As I step into becoming one of those women—one who knows her self-worth and accepts that this may push some people away—I see how this is for everyone’s greatest good. Girls have much to learn from women, and as I stand in the center of the portal from one level to the next, I realize all girls deserve love, patience, and sometimes guidance, because this world does not make it easy on females. As a result, we often spend the earlier years of life people-pleasing, comparing, and “love & light”-ing our way through.
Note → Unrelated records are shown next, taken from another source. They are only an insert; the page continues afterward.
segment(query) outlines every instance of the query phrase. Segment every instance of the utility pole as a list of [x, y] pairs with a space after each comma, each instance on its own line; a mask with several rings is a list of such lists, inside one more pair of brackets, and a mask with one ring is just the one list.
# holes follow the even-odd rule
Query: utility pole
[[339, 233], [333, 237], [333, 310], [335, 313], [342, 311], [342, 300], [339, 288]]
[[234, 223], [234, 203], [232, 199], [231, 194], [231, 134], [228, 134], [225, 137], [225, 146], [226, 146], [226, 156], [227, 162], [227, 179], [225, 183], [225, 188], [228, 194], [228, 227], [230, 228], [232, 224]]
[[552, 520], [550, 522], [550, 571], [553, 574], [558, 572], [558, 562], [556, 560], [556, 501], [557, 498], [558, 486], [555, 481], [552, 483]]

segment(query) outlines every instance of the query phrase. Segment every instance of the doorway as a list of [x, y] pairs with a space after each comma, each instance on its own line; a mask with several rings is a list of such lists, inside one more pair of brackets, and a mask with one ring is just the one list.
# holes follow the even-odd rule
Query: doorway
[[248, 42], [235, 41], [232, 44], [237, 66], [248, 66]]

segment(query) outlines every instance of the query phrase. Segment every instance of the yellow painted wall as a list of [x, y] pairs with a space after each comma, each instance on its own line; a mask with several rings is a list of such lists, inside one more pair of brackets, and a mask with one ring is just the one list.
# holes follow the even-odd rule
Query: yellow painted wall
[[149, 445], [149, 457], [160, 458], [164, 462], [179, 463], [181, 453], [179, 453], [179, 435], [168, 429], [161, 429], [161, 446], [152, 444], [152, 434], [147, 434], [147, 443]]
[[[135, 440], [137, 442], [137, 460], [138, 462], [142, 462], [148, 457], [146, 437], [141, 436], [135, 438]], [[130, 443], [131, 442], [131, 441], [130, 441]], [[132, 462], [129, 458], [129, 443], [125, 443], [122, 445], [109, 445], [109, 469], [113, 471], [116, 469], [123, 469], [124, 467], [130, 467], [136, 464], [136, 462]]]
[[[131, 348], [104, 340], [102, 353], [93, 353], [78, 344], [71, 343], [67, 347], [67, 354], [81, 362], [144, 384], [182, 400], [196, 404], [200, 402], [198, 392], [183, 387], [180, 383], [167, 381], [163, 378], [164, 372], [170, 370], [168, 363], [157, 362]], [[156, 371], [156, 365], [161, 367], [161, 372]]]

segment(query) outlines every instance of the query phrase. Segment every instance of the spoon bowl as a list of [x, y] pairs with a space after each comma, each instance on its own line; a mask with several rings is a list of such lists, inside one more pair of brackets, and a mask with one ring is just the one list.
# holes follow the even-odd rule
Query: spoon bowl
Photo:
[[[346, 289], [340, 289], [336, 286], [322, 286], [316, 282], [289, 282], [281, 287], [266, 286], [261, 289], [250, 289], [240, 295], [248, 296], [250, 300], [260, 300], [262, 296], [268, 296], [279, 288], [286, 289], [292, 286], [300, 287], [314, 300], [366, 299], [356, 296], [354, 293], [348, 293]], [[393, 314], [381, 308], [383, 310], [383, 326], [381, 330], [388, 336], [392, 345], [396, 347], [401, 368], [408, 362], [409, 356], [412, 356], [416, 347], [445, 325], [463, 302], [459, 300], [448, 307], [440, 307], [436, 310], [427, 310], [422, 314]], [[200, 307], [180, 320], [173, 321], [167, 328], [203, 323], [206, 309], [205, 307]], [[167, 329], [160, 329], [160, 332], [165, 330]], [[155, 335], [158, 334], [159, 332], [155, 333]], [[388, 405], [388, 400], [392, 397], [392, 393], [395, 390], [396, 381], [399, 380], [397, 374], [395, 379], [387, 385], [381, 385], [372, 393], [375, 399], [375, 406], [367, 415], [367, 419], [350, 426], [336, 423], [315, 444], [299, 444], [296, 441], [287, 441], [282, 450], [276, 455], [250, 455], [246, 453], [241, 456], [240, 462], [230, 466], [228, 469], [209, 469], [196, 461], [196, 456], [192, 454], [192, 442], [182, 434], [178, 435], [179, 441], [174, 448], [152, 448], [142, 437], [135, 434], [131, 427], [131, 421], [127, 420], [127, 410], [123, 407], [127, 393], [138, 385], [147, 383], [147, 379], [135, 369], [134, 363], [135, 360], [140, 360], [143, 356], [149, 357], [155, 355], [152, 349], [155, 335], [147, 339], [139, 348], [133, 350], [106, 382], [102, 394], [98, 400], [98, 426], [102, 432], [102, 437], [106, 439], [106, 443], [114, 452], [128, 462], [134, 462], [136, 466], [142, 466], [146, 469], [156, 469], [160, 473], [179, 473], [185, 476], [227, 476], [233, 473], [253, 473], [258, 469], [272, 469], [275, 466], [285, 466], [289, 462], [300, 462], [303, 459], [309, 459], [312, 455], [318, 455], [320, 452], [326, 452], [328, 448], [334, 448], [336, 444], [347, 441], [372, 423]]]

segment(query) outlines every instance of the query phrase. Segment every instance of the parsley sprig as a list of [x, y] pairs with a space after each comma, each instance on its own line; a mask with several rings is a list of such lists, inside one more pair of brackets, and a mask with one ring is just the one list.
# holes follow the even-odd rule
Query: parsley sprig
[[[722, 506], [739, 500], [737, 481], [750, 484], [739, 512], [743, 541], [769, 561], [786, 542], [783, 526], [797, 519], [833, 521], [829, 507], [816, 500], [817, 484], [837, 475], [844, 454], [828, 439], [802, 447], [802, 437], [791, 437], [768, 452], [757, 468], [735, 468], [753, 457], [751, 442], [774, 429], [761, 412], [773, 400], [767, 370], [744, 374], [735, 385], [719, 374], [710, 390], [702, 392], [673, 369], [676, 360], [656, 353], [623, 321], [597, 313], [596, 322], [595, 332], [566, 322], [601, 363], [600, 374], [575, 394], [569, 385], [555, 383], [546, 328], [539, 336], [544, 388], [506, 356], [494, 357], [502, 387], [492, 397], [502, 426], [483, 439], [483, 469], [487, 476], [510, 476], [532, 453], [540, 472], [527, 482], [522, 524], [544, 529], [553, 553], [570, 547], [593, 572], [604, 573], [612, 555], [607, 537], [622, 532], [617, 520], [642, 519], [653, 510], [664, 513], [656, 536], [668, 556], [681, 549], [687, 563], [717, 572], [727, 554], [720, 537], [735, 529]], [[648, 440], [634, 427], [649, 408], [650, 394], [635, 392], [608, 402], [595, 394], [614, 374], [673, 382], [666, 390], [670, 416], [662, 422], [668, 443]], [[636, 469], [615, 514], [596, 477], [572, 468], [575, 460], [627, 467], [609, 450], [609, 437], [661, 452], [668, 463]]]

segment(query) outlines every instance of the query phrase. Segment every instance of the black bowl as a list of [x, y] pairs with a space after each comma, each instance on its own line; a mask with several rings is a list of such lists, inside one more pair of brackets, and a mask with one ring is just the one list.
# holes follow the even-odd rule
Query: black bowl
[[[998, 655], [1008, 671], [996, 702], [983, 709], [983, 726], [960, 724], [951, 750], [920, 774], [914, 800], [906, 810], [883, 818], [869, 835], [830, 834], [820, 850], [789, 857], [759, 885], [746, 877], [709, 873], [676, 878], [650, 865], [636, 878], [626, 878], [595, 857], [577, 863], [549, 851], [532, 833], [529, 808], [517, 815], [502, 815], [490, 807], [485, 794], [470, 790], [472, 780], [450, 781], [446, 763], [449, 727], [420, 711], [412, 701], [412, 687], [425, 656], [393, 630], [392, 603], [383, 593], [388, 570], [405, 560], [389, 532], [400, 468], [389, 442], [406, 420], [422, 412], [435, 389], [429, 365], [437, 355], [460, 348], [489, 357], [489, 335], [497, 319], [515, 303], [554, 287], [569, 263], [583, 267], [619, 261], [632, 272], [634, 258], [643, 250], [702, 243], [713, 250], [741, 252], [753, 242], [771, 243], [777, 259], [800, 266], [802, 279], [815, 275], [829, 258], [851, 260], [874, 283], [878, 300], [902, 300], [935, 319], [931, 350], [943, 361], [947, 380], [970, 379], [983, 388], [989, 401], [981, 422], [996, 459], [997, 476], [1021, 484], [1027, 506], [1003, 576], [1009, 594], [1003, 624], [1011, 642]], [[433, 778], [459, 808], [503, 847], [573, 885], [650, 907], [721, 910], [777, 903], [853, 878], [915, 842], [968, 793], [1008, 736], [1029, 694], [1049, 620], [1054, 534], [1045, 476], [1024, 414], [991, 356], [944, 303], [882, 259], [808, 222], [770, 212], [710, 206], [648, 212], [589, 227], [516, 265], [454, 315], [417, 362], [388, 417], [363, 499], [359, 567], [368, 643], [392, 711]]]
The expectations are so high for women to have it all together. But what having it together really takes is experiences—more life—before we can truly arrive at a place where we have it together, and in our own timing. For the record, I define “having it all together” as trusting that everything in life will work out, knowing that everyone is doing the best they can, and developing the skills it takes to enjoy life in the present moment. Through triggers and challenges we decide on a grounded level to respond instead of reacting.

I found this Waxwing feather on my walk. A Waxwing feather is a rare find and often seen as a sign to lean into joy, gather with your “flock,” and trust in the rhythm of abundance and change.

So next time someone tells you that you aren’t their cup of tea, or they don’t like the way you are, maybe you can take it as a compliment. Or at least an invitation to continue on your path with more confidence and certainty that you’re standing in your truth as an individual.

But I’m new to the club so women, friends—I invite you to share your tips and advice for how we can continuously stand in our confidence without grasping for people and circumstances as they fall away. How can we allow life to take its course and circumstances to have their seasons?